Can anyone come up with a justification for a book that started at 9.99 going up?  Those are the ones that really bother me.  I feel like I am being taken.  There isn't an additional cost that has been added since the book was 9.99.  It seems like they just decided that maybe it was popular and the could capitalize on that.  And often these are books where there are other books from the same author & publisher that are still at 9.99 or less.  That tells me that 9.99 is a profitable price for them but someone is being greedy because they think they can.  Then I don't buy and click the tag to tell them why.  I thing they should know.


----------



## Betsy the Quilter (Oct 27, 2008)

PJS said:


> Can anyone come up with a justification for a book that started at 9.99 going up? Those are the ones that really bother me. I feel like I am being taken. There isn't an additional cost that has been added since the book was 9.99. It seems like they just decided that maybe it was popular and the could capitalize on that. And often these are books where there are other books from the same author & publisher that are still at 9.99 or less. That tells me that 9.99 is a profitable price for them but someone is being greedy because they think they can. Then I don't buy and click the tag to tell them why. I thing they should know.

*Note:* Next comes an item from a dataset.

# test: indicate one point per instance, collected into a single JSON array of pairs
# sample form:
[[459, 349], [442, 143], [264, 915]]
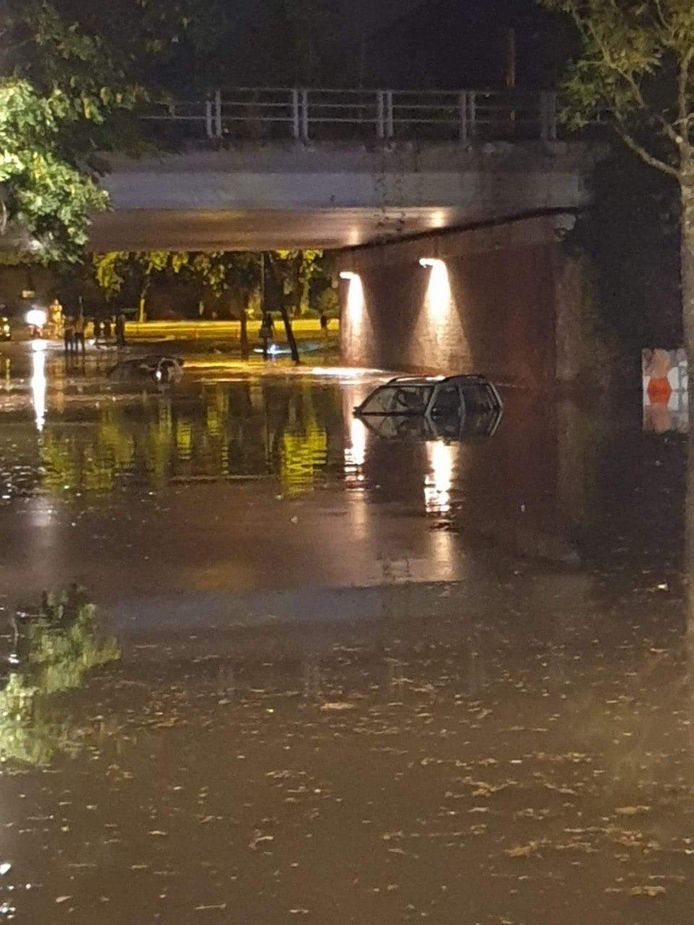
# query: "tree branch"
[[644, 154], [683, 102]]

I can see a new book being offered at a lower price point than deemed profitable. Offer the book at a discount, generate buzz and movement on the best seller lists and make the book more desirable then raise the book to the profit point. Wouldn't be the first time it's been done with a product, not just books. (Not defending the practice, just answering the question.)

Betsy


----------



## Gertie Kindle (Nov 6, 2008)

PJS said:


> Can anyone come up with a justification for a book that started at 9.99 going up? Those are the ones that really bother me. I feel like I am being taken. There isn't an additional cost that has been added since the book was 9.99. It seems like they just decided that maybe it was popular and the could capitalize on that. And often these are books where there are other books from the same author & publisher that are still at 9.99 or less. That tells me that 9.99 is a profitable price for them but someone is being greedy because they think they can. Then I don't buy and click the tag to tell them why. I thing they should know.

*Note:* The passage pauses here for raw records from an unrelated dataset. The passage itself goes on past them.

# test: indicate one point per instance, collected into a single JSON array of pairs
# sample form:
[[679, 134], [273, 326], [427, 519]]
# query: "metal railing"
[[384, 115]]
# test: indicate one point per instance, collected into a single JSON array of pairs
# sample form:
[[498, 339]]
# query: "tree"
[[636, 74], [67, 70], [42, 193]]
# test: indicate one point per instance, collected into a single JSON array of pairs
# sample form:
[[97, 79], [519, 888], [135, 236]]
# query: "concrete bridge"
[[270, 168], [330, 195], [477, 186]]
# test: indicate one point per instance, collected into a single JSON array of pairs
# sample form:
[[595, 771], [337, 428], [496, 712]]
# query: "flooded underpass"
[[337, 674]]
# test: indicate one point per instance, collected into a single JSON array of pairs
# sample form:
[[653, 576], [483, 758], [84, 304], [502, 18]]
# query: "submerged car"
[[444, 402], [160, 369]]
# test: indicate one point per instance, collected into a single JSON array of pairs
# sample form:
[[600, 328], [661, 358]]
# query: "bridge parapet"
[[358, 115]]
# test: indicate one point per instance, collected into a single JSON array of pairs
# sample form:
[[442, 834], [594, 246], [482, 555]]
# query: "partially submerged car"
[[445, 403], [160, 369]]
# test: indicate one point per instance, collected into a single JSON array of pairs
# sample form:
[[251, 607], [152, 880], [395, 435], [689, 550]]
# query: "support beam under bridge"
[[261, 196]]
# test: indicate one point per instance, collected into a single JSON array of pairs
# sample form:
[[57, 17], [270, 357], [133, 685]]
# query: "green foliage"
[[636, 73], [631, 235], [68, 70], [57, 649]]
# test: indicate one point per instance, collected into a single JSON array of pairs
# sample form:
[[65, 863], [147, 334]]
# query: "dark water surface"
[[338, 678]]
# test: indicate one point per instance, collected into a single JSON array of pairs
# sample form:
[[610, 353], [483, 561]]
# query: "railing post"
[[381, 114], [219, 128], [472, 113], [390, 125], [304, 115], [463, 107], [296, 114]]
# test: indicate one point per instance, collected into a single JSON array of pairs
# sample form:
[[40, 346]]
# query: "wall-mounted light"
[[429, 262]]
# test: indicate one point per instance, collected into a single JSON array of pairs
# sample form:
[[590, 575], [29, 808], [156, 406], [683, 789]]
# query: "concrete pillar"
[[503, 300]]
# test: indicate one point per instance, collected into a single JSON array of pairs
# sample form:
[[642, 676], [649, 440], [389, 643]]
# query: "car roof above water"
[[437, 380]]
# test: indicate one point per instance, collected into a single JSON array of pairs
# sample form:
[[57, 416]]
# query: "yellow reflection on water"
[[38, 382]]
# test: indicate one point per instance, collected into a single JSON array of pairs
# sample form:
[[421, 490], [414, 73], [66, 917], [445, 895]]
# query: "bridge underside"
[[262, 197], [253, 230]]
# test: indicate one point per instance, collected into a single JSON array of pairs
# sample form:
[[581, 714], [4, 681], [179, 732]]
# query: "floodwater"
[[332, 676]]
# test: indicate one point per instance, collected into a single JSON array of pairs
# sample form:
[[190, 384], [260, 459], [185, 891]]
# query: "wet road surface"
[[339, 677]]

At one point, Outlander went down to $1.75. We were starting our first Book Klub with Outlander, and everybody jumped on it. It didn't take long for the price to go up. That may be an indication that a sudden rise in popularity of a book may cause an increase in price.


----------



## Kind (Jan 28, 2009)

gertiekindle said:


> At one point, Outlander went down to $1.75. We were starting our first Book Klub with Outlander, and everybody jumped on it. It didn't take long for the price to go up. That may be an indication that a sudden rise in popularity of a book may cause an increase in price.


Supply and Demand!! oh wait though... with the E-version, there should be unlimited supply?


----------



## Betsy the Quilter (Oct 27, 2008)

I think it's greed and demand now....or at least just demand....

Betsy


----------



## robin.goodfellow (Nov 17, 2008)

> I agree w/busy, I'm not boycotting but I am being prudent with my purchases.

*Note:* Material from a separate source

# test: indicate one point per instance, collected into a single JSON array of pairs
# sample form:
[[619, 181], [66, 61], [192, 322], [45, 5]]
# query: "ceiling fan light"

being....prudent...with....her purchases.  rofl, clearly you are not frequenting the accessories forum, gwen. I admire the concept, although I have had no luck with the practice.


----------



## PJ (Feb 25, 2009)

Betsy the Quilter said:


> I can see a new book being offered at a lower price point than deemed profitable. Offer the book at a discount, generate buzz and movement on the best seller lists and make the book more desirable then raise the book to the profit point. Wouldn't be the first time it's been done with a product, not just books. (Not defending the practice, just answering the question.)
> 
> Betsy


I'm not talking about a book that was offered at a reduced price to generate buzz. I'm talking about a best selling author's book that starts out at 9.99 is now over $15. Other books, some even more recent and currently on the NYT list by this author are 9.99. This seems like greed and I won't support it. Sorry, just my opinion


----------



## MichelleR (Feb 21, 2009)

PJS,
I that that inevitably some of the price of any book is based on what people are willing to pay for it. I don't think the psychology of it can be extracted. When prices fluctuate a lot, I think it's a pub trying to figure out what they can get away with, or because there's been recent buzz. 

Dreams From My Father is currently 8.97 and The Audacity of Hope is 9.99. The fact that Obama was elected probably both raise and lowers the price. It's more than 5.99 because he won, it's less than 14.99 because the books remain buzz-worthy and popular enough that any sale is probably gravy. 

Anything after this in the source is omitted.